L’augmentation de la température au 20e siècle est probablement la plus forte des mille dernières années, et l’on prévoit une augmentation de la fréquence et de l’intensité des phénomènes extrêmes, comme les fortes pluies, la chaleur estivale et la sécheresse dans certaines régions. D’après le GIEC (Groupe intergouvernemental d’experts sur l’évolution du climat), sur les douze années qui vont de 1995 à 2006, onze figurent parmi les plus chaudes depuis qu’il existe des registres de la température terrestre (à partir de 1850).

Pour le 21e siècle, le GIEC prévoit l’augmentation de la concentration de dioxyde de carbone et de la température moyenne de la surface du globe. (2) Le déboisement est l’une des causes de l’augmentation des gaz à effet de serre (il y participe à 18 %, d’après le rapport de l’ex-économiste de la Banque mondiale Nicholas Stern sur les conséquences du changement climatique et du réchauffement planétaire pour l’économie mondiale), et il modifie en outre le climat local, régional et mondial.

Le changement climatique touchera surtout les forêts tropicales dans les régions où la pluviosité diminuera, ainsi que les mangroves, qui subiront les effets des changements de température. La résilience des écosystèmes (leur capacité de récupération et d’adaptation) risque d’être largement surpassée en ce siècle, du fait de la combinaison sans précédent du changement climatique, des perturbations associées à ce changement (inondations, sécheresse, incendies, prolifération d’insectes, acidification des océans) et d’autres facteurs tels que le changement d’affectation des terres, la pollution, la fragmentation des systèmes naturels, la surexploitation des ressources. Cela implique, entre autres, des conséquences irréversibles pour la diversité biologique.

D’autre part, le changement climatique affecte l’eau non seulement en raison de ses effets sur les forêts et donc sur le cycle de l’eau, mais en raison des conséquences de la fonte des glaces ; en outre, l’augmentation de la température peut compromettre la qualité de l’eau, par exemple en provoquant la prolifération des algues. D’après les renseignements réunis par le GIEC (3), il y a eu au 20e siècle un retrait généralisé des glaciers non polaires. Cela a un double effet : à la longue, l’eau disponible est moindre ; et d’autre part, un grand volume d’eau se déverse dans la mer, affectant directement les zones côtières. Cet effet du changement climatique renforce à son tour le changement climatique, puisque l’inondation de terres, qu’il s’agisse de prairies ou de forêts, provoque l’émission de méthane, l’un des gaz à effet de serre qui contribuent le plus au réchauffement mondial et donc au dérèglement du climat.

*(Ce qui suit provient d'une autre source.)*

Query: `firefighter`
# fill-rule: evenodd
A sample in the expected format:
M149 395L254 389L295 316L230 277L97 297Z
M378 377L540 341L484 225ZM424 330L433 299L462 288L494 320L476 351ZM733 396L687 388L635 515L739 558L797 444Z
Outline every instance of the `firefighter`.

Les conséquences du changement climatique ont des effets directs sur l’humanité, non seulement sur les populations voisines des forêts, qui sont immédiatement touchées par la disparition de ces dernières, par la pénurie ou l’absence d’eau et par les nombreuses répercussions de cette situation sur leur santé et leurs moyens de vie, mais également sur les populations urbaines.

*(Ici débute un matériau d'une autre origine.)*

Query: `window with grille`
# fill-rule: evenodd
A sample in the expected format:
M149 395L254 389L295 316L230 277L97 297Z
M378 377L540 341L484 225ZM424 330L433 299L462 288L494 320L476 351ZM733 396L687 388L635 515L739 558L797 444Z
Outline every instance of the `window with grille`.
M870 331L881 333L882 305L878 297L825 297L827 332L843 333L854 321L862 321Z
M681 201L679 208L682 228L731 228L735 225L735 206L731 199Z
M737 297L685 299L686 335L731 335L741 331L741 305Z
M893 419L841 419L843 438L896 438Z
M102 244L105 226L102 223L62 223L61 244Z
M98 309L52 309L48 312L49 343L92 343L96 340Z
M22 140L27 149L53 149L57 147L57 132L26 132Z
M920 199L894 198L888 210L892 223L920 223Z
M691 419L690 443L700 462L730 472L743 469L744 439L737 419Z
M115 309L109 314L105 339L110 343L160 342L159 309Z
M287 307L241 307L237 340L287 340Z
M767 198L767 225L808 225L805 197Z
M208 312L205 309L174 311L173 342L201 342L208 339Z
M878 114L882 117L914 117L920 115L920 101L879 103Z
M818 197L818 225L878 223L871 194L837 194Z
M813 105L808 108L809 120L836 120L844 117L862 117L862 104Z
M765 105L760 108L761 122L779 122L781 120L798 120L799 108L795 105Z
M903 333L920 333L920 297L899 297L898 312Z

À la longue, les robinets qui ont oublié l’origine de l’eau, les gratte-ciel qui ont perdu le souvenir de la fonction des forêts et les gouvernements qui font semblant de ne pas voir la pollution atmosphérique en subiront, eux aussi, les conséquences.

1) “Ecosystem services of the Congo Basin forests”, Danae S. M. Maniatis, Oxford University, 2007, http://globalcanopy.org/themedia/Ecosystem%20Services%20CB.pdf.

(2) Changement climatique 2001 : Rapport de synthèse, www.ipcc.ch/pdf/climate-changes-2001/synthesis-spm/synthesis-spm-fr.pdf.